ALVARINO KÜNEL NETO[1]

Palavras chave: Aborto. Anencéfalo. Princípios. Dignidade da Pessoa Humana.

1.

Introdução

O presente artigo abordará a questão da possibilidade de interrupção da gravidez de risco para a gestante frente aos princípios e normas constitucionais, notadamente quando se tratar de feto anencéfalo.

2.

Ab initio, é de bom alvitre esclarecer que o correto, em termos semânticos, é o emprego da expressão ?abortamento?, entendida como o ato em si, enquanto o vocábulo ?aborto? se traduz no feto já retirado e sem vida, ou seja, o produto do abortamento.

Traz-se à baila, agora, o conceito proposto por Maria Helena Diniz, segundo o qual o anencéfalo “pode ser um embrião, feto ou recém-nascido que, por malformação congênita, não possui uma parte do sistema nervoso central, ou melhor, faltam-lhe os hemisférios cerebrais e tem uma parcela do tronco encefálico (bulbo raquidiano, ponte e pedúnculos cerebrais). Como os centros de respiração e circulação sangüínea situam-se no bulbo raquidiano, mantém suas funções vitais, logo o anencéfalo poderá nascer com vida, vindo a falecer horas, dias ou semanas depois”.[2]

A Constituição da República Federativa do Brasil previu um sistema que se dispõe à proteção dos Direitos Humanos. Dita, igualmente, ser um dos fundamentos da República a dignidade da pessoa humana, que constitui, em verdade, o suporte de todos os direitos humanos consagrados. Desta forma, toda e qualquer interpretação que se fizer a respeito de garantias deve ter sempre em mente o que vem a ser dignidade do ser humano, embasamento maior da República e razão de sua existência política.

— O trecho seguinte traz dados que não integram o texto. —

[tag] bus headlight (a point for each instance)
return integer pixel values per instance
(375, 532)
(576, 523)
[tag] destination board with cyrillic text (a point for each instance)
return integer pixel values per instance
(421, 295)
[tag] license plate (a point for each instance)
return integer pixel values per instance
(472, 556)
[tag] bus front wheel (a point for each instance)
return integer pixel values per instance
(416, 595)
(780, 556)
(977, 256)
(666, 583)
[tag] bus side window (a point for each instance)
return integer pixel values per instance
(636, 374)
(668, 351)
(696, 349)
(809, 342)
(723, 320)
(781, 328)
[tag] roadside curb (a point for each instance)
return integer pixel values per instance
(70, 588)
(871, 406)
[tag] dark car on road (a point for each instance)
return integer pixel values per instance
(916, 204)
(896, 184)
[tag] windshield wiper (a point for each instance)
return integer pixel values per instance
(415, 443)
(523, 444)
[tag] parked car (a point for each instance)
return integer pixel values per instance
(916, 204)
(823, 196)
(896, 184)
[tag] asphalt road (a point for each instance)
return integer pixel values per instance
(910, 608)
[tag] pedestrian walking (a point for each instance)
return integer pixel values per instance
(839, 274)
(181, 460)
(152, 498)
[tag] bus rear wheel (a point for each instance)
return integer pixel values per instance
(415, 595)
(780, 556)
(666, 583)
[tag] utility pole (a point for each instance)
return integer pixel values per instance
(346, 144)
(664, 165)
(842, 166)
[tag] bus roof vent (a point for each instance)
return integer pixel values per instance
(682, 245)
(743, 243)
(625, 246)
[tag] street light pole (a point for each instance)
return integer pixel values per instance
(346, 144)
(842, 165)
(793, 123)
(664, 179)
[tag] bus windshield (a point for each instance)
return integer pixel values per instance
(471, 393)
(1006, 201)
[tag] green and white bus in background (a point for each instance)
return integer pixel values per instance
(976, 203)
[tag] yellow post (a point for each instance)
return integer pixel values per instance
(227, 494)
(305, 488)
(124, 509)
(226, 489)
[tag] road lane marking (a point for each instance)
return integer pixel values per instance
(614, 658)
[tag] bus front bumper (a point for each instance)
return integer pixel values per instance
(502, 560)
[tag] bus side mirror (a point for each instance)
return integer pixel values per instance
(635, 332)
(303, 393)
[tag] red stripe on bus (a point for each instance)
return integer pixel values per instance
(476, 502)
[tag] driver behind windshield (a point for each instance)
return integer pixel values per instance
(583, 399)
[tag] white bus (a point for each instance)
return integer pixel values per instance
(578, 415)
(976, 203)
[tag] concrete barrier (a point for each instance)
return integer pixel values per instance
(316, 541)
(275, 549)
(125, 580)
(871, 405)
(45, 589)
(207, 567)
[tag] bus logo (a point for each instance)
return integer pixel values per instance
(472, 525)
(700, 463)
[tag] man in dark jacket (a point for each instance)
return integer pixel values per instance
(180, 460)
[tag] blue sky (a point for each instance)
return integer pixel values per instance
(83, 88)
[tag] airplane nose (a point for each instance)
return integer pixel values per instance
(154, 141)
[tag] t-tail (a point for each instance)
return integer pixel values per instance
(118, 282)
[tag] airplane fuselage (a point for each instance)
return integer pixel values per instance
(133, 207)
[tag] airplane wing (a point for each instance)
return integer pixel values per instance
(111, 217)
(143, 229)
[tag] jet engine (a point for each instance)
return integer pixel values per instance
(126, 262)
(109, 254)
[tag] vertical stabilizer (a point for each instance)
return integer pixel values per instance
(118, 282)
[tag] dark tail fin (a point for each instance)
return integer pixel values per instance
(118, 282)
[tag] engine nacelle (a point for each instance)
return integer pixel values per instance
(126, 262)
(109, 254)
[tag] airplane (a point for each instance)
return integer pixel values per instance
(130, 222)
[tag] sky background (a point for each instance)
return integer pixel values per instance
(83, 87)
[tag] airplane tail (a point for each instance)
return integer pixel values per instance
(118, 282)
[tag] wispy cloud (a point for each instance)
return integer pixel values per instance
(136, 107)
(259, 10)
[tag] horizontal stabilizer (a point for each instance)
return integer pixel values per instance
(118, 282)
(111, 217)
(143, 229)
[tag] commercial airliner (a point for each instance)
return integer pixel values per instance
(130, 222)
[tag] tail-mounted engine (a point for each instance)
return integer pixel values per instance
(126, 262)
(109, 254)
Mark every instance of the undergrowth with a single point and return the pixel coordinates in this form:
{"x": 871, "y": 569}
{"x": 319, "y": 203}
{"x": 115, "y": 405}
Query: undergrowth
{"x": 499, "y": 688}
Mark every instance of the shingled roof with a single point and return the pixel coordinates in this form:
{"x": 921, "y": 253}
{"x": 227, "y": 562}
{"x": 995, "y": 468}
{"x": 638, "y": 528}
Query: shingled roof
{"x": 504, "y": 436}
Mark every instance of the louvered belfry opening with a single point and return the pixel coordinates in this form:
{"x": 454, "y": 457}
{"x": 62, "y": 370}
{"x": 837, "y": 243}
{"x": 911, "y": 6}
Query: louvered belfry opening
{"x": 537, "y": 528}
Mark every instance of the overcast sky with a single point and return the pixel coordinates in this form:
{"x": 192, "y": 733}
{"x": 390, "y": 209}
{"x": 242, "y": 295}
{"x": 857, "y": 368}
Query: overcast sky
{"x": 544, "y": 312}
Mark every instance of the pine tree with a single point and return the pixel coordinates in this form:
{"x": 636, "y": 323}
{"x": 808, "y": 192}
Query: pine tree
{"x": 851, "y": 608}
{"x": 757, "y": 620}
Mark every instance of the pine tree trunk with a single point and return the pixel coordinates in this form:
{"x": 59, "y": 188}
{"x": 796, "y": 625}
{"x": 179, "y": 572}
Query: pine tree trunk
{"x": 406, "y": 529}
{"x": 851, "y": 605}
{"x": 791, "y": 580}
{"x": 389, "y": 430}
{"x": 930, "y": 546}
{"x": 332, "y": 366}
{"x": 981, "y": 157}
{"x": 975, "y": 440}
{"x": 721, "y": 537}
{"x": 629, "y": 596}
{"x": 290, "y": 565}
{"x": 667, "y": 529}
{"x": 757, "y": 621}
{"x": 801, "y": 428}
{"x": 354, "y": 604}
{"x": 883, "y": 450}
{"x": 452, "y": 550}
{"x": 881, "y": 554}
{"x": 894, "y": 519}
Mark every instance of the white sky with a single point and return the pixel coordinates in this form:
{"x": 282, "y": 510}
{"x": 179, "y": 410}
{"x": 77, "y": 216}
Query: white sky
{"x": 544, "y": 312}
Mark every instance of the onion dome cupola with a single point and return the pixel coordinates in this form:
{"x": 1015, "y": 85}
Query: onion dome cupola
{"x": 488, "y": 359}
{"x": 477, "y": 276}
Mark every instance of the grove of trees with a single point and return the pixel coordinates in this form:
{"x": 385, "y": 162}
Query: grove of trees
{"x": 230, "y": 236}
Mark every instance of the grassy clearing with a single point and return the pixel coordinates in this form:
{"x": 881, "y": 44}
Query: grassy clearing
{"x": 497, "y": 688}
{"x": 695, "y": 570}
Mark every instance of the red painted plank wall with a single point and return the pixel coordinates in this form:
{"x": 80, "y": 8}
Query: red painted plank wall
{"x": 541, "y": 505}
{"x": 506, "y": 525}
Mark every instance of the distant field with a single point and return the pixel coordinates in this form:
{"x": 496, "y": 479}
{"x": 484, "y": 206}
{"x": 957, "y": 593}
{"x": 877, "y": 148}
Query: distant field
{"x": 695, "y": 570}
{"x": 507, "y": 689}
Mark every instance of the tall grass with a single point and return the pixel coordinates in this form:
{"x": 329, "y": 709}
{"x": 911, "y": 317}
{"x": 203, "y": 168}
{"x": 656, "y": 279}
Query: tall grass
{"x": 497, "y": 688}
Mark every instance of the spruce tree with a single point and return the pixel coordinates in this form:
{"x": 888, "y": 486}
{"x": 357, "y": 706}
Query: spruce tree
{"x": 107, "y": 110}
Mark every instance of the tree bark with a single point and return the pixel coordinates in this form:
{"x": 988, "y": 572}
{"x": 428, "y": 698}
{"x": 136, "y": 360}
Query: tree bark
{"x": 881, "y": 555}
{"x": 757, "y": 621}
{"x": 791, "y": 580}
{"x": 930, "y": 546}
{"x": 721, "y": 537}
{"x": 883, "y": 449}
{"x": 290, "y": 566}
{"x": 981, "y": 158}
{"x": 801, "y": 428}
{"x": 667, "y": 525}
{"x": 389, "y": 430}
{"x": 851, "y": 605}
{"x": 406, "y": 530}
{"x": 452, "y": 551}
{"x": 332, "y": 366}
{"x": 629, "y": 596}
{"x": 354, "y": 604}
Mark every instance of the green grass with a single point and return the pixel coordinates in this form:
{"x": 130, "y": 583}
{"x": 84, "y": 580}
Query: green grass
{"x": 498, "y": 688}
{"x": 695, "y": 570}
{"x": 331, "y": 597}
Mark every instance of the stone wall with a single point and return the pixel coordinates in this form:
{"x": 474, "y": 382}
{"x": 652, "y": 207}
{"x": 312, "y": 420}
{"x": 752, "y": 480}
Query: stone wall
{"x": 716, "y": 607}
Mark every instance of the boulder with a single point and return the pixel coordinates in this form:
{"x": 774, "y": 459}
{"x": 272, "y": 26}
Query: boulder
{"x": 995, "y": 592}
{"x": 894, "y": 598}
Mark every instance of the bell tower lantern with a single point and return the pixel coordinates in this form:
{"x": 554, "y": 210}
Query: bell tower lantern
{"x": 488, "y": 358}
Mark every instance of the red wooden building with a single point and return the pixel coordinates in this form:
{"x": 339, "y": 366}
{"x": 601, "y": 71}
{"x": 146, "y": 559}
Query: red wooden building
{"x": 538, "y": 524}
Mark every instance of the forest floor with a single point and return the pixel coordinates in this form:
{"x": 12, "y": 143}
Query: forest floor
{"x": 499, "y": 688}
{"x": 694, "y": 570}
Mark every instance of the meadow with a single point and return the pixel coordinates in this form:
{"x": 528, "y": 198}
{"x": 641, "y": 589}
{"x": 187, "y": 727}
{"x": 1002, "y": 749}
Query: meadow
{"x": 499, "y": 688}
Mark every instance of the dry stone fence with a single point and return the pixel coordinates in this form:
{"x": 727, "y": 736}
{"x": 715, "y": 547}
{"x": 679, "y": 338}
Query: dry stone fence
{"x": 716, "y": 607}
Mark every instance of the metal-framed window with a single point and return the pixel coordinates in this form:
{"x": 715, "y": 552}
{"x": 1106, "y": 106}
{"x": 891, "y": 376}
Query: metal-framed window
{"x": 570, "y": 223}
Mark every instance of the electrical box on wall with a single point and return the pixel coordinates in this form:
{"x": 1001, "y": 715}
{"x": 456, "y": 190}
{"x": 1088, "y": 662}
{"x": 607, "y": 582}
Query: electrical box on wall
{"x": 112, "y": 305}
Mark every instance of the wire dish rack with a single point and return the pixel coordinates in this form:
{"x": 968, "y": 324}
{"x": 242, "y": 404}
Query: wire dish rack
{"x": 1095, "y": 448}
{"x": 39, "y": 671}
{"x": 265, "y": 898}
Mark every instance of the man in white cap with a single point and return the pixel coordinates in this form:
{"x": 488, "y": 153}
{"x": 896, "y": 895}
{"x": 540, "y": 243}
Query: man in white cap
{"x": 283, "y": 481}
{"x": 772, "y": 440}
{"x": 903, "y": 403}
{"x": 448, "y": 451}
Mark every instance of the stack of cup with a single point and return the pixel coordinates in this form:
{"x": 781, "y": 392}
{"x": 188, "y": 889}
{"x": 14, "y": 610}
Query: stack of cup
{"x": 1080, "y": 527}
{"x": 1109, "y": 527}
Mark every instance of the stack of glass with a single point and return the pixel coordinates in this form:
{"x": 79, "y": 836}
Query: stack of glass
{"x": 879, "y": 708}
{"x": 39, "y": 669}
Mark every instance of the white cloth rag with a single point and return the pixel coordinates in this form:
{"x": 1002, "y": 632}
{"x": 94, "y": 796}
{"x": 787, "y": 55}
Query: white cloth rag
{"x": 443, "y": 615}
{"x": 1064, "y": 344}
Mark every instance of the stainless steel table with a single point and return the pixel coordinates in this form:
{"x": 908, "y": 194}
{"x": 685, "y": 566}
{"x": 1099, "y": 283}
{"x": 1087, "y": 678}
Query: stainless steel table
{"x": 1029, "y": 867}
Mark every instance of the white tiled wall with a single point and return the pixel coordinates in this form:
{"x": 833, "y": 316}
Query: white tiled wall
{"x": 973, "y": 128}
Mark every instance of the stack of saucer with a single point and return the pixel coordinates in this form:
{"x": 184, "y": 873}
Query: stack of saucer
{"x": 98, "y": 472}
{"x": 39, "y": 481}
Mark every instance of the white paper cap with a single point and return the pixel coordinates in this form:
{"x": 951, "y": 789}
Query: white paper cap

Sobre o tema Carmem Lúcia Antunes Rocha preconiza:

Contra todas as formas de desumano tratamento, em detrimento do princípio da dignidade da pessoa humana, pela inclusão no direito e pelo direito de todos os homens, é que o milênio que se aproxima volta-se ao humanismo ético procurando a realização do ser humano integral, aquele que integra o homem ao todo e propõe a crença no homem, certo de que o homem supera-se sempre e em todos os sentidos. A dignidade da pessoa humana é a prova de que o homem é um ser de razão compelido ao outro pelo sentimento, o de fraternidade, o qual, se às vezes se ensaia solapar pelo interesse de um ou outro ganho, nem por isso destrói a certeza de que o centro de tudo ainda é a esperança de que a transcendência do homem faz-se no coração do outro, nunca na inteligência aprisionada no vislumbre do próprio espelho. Afinal, mesmo de ouro que seja o espelho, só cabe a imagem isolada. Já no coração, ah!, coração, cabe tudo.?[3]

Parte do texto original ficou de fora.